In der Welt horcht Manuel Brug bei dem amerikanischen Regisseur Jay Scheib nach, wie er sich die Neuinszenierung des "Parsifal" in Bayreuth vorstellt. Scheib wird mit "Augmented Reality" arbeiten und verspricht "pure Magie". Nur leider hat Katharina Wagner "nicht mehr viel Lust, sich mit dem komplexen Geflecht von drei Hauptgeldgebern und vielen Kunstverhinderern herumzuschlagen. Was jetzt dazu führte, dass trotz vorheriger Genehmigung nur 300 Brillen für den 'Parsifal' angeschafft werden. Gebraucht würden, damit alle im Saal wirklich all das sehen können, was Scheib sich ausdenkt, allerdings 2000."

Außerdem: Im Tagesspiegel freut sich Corina Kolbe über eine endlich wieder gut besuchte Oper in Italien. Besprochen werden Harry Kupfers Elektra-Inszenierung an der Wiener Staatsoper (Standard), Elina Finkes Inszenierung von Heinrich von Kleists "Amphitryon" am Theater Aachen (nachtkritik), Mart van Berckels Inszenierung von Johannes Harneits "Silvesternacht" an der Staatsoper Hamburg (nmz).
Archiv: Bühne

Film

Persian Noir: "Holy Spider" von Ali Abbasi (Alamode)
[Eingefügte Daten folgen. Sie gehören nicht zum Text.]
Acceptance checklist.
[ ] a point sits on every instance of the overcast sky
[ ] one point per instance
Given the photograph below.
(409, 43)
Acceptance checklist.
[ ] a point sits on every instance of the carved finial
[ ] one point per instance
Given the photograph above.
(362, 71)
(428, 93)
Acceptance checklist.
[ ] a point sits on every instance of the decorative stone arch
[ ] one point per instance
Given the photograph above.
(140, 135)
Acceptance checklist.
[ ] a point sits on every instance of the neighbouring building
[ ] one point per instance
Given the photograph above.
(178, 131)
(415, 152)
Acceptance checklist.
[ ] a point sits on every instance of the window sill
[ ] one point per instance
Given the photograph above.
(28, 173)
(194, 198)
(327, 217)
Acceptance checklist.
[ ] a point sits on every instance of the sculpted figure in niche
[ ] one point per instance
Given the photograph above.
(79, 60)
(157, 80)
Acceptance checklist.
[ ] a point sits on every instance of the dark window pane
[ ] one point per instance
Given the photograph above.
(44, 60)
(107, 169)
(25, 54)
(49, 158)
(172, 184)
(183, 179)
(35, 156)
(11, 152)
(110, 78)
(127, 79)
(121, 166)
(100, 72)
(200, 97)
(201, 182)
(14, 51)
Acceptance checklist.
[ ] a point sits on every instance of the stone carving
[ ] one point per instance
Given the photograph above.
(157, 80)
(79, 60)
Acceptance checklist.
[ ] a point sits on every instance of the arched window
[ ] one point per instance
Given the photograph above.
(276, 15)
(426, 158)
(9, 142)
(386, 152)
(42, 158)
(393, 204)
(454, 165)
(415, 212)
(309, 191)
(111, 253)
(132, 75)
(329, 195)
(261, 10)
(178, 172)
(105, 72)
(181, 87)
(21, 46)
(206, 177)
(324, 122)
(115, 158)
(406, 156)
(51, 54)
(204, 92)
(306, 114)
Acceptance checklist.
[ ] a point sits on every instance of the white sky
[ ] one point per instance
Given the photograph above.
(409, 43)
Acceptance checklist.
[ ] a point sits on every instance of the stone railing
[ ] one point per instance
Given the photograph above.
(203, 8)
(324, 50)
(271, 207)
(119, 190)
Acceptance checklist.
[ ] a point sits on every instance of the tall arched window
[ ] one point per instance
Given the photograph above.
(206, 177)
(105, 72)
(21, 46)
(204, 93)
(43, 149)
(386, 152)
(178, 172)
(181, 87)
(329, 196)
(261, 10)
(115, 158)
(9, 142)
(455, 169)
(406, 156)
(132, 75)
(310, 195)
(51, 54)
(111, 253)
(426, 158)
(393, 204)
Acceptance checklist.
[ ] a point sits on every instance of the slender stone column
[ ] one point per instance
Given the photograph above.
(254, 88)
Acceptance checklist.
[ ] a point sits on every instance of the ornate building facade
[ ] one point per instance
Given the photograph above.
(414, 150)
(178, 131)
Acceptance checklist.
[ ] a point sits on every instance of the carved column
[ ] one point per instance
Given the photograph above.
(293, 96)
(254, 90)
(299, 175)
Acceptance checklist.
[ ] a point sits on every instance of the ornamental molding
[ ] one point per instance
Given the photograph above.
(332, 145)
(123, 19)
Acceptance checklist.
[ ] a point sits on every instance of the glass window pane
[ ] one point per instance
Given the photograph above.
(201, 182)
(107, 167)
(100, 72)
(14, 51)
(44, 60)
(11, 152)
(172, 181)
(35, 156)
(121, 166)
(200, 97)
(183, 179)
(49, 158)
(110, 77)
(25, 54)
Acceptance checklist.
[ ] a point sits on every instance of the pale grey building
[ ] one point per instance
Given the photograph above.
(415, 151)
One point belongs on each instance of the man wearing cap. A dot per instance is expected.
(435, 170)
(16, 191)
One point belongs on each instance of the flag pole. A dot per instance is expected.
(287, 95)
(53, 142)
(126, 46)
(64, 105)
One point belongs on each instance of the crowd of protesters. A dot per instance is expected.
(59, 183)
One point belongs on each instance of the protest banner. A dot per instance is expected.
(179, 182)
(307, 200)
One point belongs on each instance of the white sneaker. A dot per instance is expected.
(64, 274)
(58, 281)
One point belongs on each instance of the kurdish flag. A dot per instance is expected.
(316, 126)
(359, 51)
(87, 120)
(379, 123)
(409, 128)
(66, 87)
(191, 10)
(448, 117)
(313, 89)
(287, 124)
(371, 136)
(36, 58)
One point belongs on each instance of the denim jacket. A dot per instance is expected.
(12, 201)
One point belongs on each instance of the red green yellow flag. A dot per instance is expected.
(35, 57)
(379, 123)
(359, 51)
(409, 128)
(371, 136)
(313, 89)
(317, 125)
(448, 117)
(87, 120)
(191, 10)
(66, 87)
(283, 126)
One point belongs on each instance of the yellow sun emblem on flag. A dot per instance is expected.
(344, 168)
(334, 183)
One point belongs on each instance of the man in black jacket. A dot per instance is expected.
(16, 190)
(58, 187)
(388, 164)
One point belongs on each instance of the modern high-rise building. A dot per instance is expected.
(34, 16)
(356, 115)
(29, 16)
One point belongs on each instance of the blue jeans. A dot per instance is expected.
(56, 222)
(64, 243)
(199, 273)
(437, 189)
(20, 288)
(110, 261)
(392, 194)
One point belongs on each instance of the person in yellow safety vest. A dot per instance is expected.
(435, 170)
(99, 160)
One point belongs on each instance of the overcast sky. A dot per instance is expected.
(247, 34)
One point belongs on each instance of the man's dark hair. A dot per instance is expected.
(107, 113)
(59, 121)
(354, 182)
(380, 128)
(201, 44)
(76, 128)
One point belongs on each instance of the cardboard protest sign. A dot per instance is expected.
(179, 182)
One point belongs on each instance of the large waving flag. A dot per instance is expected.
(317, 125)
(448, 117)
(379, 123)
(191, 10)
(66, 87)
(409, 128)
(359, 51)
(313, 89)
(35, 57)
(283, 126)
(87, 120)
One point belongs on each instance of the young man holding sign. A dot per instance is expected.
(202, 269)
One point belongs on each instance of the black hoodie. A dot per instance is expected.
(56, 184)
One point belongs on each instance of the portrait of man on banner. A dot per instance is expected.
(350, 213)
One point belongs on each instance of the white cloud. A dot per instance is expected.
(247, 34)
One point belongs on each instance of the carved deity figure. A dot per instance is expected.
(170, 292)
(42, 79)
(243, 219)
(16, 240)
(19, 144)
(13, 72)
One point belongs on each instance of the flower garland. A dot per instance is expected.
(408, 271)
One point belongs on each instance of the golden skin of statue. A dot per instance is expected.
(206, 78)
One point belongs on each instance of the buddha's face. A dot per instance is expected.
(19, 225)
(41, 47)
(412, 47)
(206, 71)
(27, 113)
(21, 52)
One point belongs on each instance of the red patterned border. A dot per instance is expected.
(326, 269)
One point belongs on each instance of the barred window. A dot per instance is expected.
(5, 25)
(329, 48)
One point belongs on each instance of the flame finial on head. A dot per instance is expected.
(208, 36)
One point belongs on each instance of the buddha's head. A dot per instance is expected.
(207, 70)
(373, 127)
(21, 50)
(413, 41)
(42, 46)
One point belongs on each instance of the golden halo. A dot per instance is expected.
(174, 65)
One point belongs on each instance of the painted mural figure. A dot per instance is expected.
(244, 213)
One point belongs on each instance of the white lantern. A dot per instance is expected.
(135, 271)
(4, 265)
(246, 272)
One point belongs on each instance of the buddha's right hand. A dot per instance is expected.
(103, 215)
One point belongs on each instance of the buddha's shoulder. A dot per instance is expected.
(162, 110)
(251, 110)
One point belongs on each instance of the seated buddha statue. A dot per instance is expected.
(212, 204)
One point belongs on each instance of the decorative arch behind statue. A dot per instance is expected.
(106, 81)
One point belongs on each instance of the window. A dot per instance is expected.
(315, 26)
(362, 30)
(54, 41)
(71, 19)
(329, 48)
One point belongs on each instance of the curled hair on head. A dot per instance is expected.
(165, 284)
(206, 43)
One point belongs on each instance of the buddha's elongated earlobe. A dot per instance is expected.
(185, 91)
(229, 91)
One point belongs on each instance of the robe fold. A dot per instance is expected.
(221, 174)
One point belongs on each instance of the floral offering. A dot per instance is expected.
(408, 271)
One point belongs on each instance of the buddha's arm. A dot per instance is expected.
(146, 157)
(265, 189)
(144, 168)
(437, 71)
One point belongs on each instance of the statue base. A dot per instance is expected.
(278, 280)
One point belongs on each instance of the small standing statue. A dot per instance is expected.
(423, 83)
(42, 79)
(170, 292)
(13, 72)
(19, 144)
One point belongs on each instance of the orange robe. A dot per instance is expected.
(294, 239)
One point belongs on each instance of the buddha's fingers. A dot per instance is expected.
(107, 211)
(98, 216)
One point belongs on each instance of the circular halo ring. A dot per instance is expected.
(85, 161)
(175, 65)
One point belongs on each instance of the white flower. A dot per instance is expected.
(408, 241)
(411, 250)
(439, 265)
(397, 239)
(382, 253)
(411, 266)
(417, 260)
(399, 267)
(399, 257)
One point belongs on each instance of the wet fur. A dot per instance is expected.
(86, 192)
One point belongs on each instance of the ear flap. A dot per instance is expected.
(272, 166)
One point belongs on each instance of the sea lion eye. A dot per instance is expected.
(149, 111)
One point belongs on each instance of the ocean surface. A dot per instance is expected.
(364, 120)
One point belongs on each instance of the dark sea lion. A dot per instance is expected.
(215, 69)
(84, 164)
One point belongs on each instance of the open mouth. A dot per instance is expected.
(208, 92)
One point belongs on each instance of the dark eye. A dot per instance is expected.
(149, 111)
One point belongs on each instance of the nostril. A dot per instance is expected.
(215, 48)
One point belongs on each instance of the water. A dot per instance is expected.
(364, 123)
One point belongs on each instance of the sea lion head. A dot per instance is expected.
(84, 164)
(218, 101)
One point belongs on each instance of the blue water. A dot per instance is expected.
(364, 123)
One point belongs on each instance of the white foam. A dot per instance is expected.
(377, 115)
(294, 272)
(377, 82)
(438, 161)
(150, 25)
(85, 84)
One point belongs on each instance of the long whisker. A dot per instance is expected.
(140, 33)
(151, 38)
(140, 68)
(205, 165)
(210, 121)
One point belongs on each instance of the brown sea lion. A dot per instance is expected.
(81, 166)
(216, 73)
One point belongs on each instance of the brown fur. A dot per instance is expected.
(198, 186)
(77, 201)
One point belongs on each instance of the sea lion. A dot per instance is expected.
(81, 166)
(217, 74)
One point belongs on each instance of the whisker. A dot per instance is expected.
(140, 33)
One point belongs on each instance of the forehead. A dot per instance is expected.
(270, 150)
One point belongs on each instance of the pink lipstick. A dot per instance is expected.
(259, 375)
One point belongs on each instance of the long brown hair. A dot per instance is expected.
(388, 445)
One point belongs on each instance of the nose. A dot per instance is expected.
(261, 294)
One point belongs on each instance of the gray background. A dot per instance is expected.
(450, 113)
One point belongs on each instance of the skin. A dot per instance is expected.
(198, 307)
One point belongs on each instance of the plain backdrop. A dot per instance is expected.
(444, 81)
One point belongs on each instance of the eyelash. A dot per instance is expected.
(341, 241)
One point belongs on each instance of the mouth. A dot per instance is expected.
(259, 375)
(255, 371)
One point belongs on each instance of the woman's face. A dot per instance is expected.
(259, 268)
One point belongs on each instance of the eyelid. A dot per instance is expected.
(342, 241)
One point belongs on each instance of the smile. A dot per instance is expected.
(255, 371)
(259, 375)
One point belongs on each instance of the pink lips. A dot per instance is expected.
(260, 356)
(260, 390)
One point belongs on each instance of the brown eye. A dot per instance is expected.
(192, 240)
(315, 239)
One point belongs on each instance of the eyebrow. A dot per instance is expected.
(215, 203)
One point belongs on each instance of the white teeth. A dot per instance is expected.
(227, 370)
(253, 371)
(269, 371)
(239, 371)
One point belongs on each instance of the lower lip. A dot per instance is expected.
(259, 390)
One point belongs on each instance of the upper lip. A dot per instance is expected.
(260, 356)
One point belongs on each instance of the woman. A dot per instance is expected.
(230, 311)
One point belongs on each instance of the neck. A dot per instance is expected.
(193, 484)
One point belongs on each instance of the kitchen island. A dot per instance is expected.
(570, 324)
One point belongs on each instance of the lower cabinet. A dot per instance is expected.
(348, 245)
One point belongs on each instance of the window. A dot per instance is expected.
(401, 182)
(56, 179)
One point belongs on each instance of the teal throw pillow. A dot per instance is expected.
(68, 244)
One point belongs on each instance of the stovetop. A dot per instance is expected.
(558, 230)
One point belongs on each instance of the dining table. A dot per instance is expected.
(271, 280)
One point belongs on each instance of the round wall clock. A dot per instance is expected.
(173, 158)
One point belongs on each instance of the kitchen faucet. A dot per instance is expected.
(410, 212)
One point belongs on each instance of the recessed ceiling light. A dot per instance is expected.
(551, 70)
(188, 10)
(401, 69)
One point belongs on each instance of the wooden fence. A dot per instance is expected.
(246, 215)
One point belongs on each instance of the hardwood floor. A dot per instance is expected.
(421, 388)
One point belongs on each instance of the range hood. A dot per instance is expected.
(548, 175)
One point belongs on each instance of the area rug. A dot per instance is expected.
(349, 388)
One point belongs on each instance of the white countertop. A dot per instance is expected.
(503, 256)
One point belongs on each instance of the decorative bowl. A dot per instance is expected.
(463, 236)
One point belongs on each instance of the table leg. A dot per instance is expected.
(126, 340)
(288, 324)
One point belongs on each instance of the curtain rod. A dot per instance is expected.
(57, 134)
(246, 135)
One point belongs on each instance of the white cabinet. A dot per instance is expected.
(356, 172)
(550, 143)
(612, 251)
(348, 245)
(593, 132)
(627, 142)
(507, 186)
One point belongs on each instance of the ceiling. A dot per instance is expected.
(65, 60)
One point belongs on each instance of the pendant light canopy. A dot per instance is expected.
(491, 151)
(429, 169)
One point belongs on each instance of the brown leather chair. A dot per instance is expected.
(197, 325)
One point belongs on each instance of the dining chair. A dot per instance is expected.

In seinem neuen Film "Holy Spider" widmet sich der iranisch-dänische Regisseur Ali Abbasi dem realen Fall eines religiös-fanatischen Serienmörders, der im iranischen Maschhad vor etwa 20 Jahren 16 Frauen ermordete. "Ich wollte vor allem die iranische Gesellschaft allgemein und einige Menschen im Besonderen zur Verantwortung ziehen", erzählt der Regisseur im taz-Gespräch mit Thomas Abeltshauser. "Was diesen jungen Frauen angetan wurde, machte mich wütend, und ich wollte ihre Geschichte einer breiten Öffentlichkeit erzählen. Diese Wut ist kein nobles Gefühl, aber sehr effektiv." Sehr finster geraten ist sein Werk, "weil es ein Film Noir ist! Es liegt in der Natur des Genres. Das ist weder unfair noch antiiranisch, wie mir vorgeworfen wird. Es ist ein düsterer Thriller mit iranischen Besonderheiten. Persian Noir. Die Cops sind korrupt, viele Szenen spielen nachts in trostlosen Ecken, die Straßen sind nicht hell erleuchtet. Ich sage nicht: So und nicht anders ist es dort. Iran ist ein großes Land mit fast 100 Millionen Einwohnern, vielen Widersprüchen und komplexen Strukturen. Ich maße mir nicht an, dem auch nur annähernd gerecht zu werden."

Weiteres: Bert Rebhandl berichtet im TipBerlin von seinem Gespräch mit dem Regisseur Cyril Schäublin, dessen Debüt "Unruh" gerade im Kino zu sehen ist, und ist sicher: Dieser Regisseur "hat ohne Zweifel das Zeug, einer der ganz großen Filmemacher zu werden". Auf ZeitOnline denkt Kristoffer Cornils in einem Essay über den Vampirmythos in TV-Serien nach.

Besprochen werden Martin McDonaghs "The Banshees of the Inisherin" (NZZ), Felix Van Groeningens und Charlotte Vandermeerschs Bergwanderfilm "Acht Berge" (Welt) und der Kostümfilm "Der denkwürdige Fall des Mr Poe" mit Christian Bale (Tsp).